Quand Valls s’essaie au discours anti-médias

« On nous dit que la gauche n’a aucune chance mais rien n’est écrit. On nous dit qu’elle ne rassemblera jamais, qu’elle en est incapable, rien n’est écrit. On nous dit que l’extrême droite est qualifiée d’office pour le second tour, rien n’est écrit. On nous dit que François Fillon est déjà le prochain président de la République, rien n’est écrit. »

Le souvenir de l’anaphore présidentielle

Avec « Moi président », les journalistes avaient pu briller par leur connaissance stylistique en identifiant une anaphore. Un seul d’entre eux avait su dépasser cet étiquetage technique qui n’a aucun intérêt en soi : Daniel Schneidermann s’était arrêté sur la syntaxe du passage où se situait la figure et avait commenté avec intelligence et humour la rupture de construction (une faute de français, en clair) que l’on pouvait relever dans la plupart des occurrences de la formule.

Je me permets de renvoyer à mon livre, p. 294 et suiv., les visiteurs de ce blog qui souhaiteraient de la tirade hollandienne une analyse un tout petit peu plus poussée que celle qui fut proposée par les grands médias.

Mais quelle figure Manuel Valls a-t-il employée ?

Rebelote donc, le 5 décembre. Discours de candidature de Manuel Valls, prononcé à la mairie d’Evry.

[…] On nous dit que la gauche n’a aucune chance mais rien n’est écrit. On nous dit qu’elle ne rassemblera jamais, qu’elle en est incapable, rien n’est écrit. On nous dit que l’extrême droite est qualifiée d’office pour le second tour, rien n’est écrit. On nous dit que François Fillon est déjà le prochain président de la République, rien n’est écrit. […]

Une anaphore ?

Le souvenir du « Moi président » étant apparemment encore frais, c’est le mot « anaphore » qui a surgi d’emblée sur les lèvres des commentateurs lors des fameux décryptages immédiats d’après-discours. Sentant bien que cela ne collait pas totalement, Anna Cabana, sur BFMTV, a inventé la « répétition en forme d’anaphore ». Précisons qu’elle voulait parler de « rien n’est écrit » ; donc, elle a faux ; ce n’est pas une anaphore.

Une épiphore ?

Il a fallu quelques heures aux journalistes pour découvrir une autre figure de style : l’épiphore (voir aussi ).

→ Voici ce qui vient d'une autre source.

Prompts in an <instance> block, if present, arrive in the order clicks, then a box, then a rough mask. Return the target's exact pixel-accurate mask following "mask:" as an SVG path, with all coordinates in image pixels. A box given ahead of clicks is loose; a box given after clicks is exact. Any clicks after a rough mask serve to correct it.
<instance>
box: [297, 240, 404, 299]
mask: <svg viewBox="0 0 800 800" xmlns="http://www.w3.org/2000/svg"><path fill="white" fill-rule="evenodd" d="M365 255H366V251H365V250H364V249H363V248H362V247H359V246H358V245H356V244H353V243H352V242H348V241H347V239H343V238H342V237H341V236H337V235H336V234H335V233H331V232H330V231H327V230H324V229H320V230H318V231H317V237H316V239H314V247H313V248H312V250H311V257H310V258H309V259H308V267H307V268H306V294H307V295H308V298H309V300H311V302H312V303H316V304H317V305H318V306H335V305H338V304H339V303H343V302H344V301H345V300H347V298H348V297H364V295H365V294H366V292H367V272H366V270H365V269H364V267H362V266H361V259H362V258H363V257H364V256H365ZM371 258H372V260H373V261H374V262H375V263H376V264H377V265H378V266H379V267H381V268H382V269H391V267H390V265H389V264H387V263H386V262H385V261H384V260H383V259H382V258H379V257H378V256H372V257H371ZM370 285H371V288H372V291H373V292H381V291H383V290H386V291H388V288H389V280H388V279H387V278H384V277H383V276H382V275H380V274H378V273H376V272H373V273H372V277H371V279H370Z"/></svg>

L’épiphore étant le contraire de l’anaphore, c’est-à-dire la répétition d’un mot ou groupe de mots en fin de phrase ou de proposition, ce n’était pas idiot. Voyons ce qu’il en est. Je chausse mes lunettes:

Pour moi, « rien n’est écrit » n’est pas forcément à la fin de la phrase. On retranscrit: « […], rien n’est écrit », mais on pourrait tout aussi bien retranscrire le propos par « […] . Rien n’est écrit ». Cette proposition scande l’extrait. Si l’on veut rester dans les termes techniques, c’est donc une épanalepse en refrain. Il est vrai toutefois que ce « rien n’est écrit » vient, à chaque fois, contredire la prédiction énoncée dans la phrase qui précède et, en ce sens, ce segment s’articule avec elle comme une clausule ; dans cette mesure, il y a bien une épiphore. Mais elle n’est pas seule. Les journalistes se sont tellement focalisés sur « rien n’est écrit » qu’ils ont oublié de noter ce qui constituait bien, pour le coup, une anaphore : « on nous dit ». Quand un texte cumule une formule en anaphore et une autre en épiphore, la figure utilisée s’appelle une symploque. Symploque. C’est mignon comme mot, non ? J’espère avoir suscité quelques vocations de stylisticiens avec ce bref exposé, que je conclus avec cette petite citation :

« Ce sont de beaux noms : crase, hyperbate, synecdoque, anaphore et les autres. Ce sont mots d’observation et de savoir, ce sont mots de métier, légèrement exotiques, étranges (on dirait féeriques)» (Jean Paulhan).

Mais dire tout cela n’a aucun intérêt en soi. Les journalistes qui accompagnent l’identification de la figure d’un commentaire du genre « on voit que Manuel Valls veut insister sur l’idée qu’il n’y a pas de certitude concernant la prochaine élection présidentielle », m’inspirent cette remarque que l’on met dans la marge des copies de la plupart des étudiants: « paraphrase stérile, vous ne faites que répéter, en moins bien, ce que dit l’auteur ».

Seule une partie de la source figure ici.